Turkish rescue workers checking a collapsed building in Adiyaman, southern Turkey, Saturday, Feb.  11, 2023.  Rescuers in Turkey miraculously continued to pull earthquake survivors out of the rubble on Saturday.  The unlikely rescues, coming over four days after Monday's 7. 8-magnitude quake brought down thousands of buildings in Turkey and Syria, offered fleeting moments of joy amid a catastrophe that has killed nearly 24,000 people, injured at least 80,000 others and left millions homeless. (AP Photo / Emrah Gurel)

On Sunday, Turkey’s Environment Minister Murat Kurum said more than 25,000 buildings were destroyed or damaged in Turkey, of 170,000 evaluated.

In Syria, more than five million people are thought to have been displaced.

That means that in less than an hour last Monday morning, nearly half the total displacement of the 12-year civil war occurred, including people who fled the country or were forced to move to other areas.

Before the quake, about six million people in Syria were internally displaced by conflict, most of them living in northern Syria, which was the hardest hit by last week’s disaster.

As many as 23 million people have been affected in both countries across an area of 120,000 square km.

Both face almost incalculable economic damage.
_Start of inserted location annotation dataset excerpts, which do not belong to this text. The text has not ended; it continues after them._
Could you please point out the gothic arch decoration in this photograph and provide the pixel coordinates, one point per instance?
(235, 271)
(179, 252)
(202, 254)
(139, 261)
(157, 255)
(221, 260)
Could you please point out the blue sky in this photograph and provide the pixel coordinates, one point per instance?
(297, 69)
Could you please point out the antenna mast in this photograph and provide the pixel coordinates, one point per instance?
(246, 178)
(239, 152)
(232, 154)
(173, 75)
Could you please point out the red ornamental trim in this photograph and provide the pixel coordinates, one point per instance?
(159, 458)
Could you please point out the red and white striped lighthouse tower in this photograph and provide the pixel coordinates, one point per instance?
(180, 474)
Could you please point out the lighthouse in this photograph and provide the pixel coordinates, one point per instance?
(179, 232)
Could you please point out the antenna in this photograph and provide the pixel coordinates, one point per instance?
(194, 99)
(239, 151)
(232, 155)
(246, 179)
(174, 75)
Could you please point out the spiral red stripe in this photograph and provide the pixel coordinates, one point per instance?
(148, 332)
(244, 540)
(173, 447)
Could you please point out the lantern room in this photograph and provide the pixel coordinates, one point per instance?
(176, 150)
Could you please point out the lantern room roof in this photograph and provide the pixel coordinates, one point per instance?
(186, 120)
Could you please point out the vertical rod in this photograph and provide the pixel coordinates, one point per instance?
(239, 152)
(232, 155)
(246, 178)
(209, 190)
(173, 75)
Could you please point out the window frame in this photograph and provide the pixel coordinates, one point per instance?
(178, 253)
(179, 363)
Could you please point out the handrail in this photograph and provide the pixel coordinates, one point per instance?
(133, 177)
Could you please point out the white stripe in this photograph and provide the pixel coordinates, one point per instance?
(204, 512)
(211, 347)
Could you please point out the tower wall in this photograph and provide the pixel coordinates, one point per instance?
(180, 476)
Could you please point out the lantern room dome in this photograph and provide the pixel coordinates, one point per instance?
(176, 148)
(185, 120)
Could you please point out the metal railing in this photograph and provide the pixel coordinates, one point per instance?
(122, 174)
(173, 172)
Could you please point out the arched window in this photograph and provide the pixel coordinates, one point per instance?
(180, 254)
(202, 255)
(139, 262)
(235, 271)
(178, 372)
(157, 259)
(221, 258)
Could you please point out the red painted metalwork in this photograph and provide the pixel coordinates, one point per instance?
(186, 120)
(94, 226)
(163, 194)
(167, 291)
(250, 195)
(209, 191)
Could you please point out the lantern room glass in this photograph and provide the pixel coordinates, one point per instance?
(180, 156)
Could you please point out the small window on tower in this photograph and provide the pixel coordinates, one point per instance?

Turkey is well placed to recover in the near-term compared to Syria, which has been in a state of near total economic collapse after 12 years of war.

But Ankara is already contending with high inflation and a growing deficit.

One million people in Turkey are now living in temporary accommodation, including tent cities hastily erected to shelter people in freezing temperatures, the Turkish government says.

To ease the crisis, the World Bank on Friday said $1.78 billion was being put aside to help Turkey, while it prepared “a rapid assessment of the urgent and massive needs”, president David Malpass said.

The bank said $780 million would be distributed immediately as part of a growing international aid package.

About 100 countries have made significant donations of aid or have sent specialist rescue teams.

Growing anger at UN

In Syria, the disaster has sparked growing debate on how aid is distributed after the UN acted slowly to increase the amount of assistance in northern Syria through Bab Al Hawa, the one crossing point authorised by the Security Council.

The Syrian government, supported by Russia and China at the UN, insists that all aid must be co-ordinated through Damascus because large parts of northern Syria along the border with Turkey are still controlled by rebel groups, including a coalition of militias backed by Turkey, and Al Qaeda-linked extremists. Aid agencies insist that humanitarian relief has been possible in northern Syria for years without assisting terrorist groups.

This has left UN officials increasing efforts to take the politics out of aid distribution in the north of the country.

Mr Griffiths said on Sunday that he would work hard to achieve a quick consensus on aid in northern Syria and acknowledged that the UN had so far “failed” to assist Syrians.

Some regional countries have joined an initial aid effort in northern Syria, including Egypt, Jordan and Qatar, while some UN aid has made it to hard-hit areas.

However, Syrian opposition groups say it is far from adequate and there have been small public protests in some areas to decry the slow UN response so far.

Meanwhile, a spokesman for the UN's humanitarian aid office told Reuters that “there are issues with [aid] approval” raised by Hayat Tahrir Al Sham, an Al Qaeda-linked umbrella group of opposition militants, which controls the north-western province of Idlib, home to at least one million displaced people.

The group allegedly said it did not want Damascus to benefit from aid distribution into Idlib from within Syrian territory.

The EU was also accused acting slowly to hasten the distribution of aid, but it strongly denied the claims on Sunday.

Dan Stoenescu, head of the EU delegation to Syria, said it was “unfair to be accused of not providing aid, when actually we have constantly been doing exactly that for over a decade and we are doing so much more even during the earthquake crisis”.

The first shipment of European earthquake aid to government-held parts of Syria arrived in Damascus on Sunday.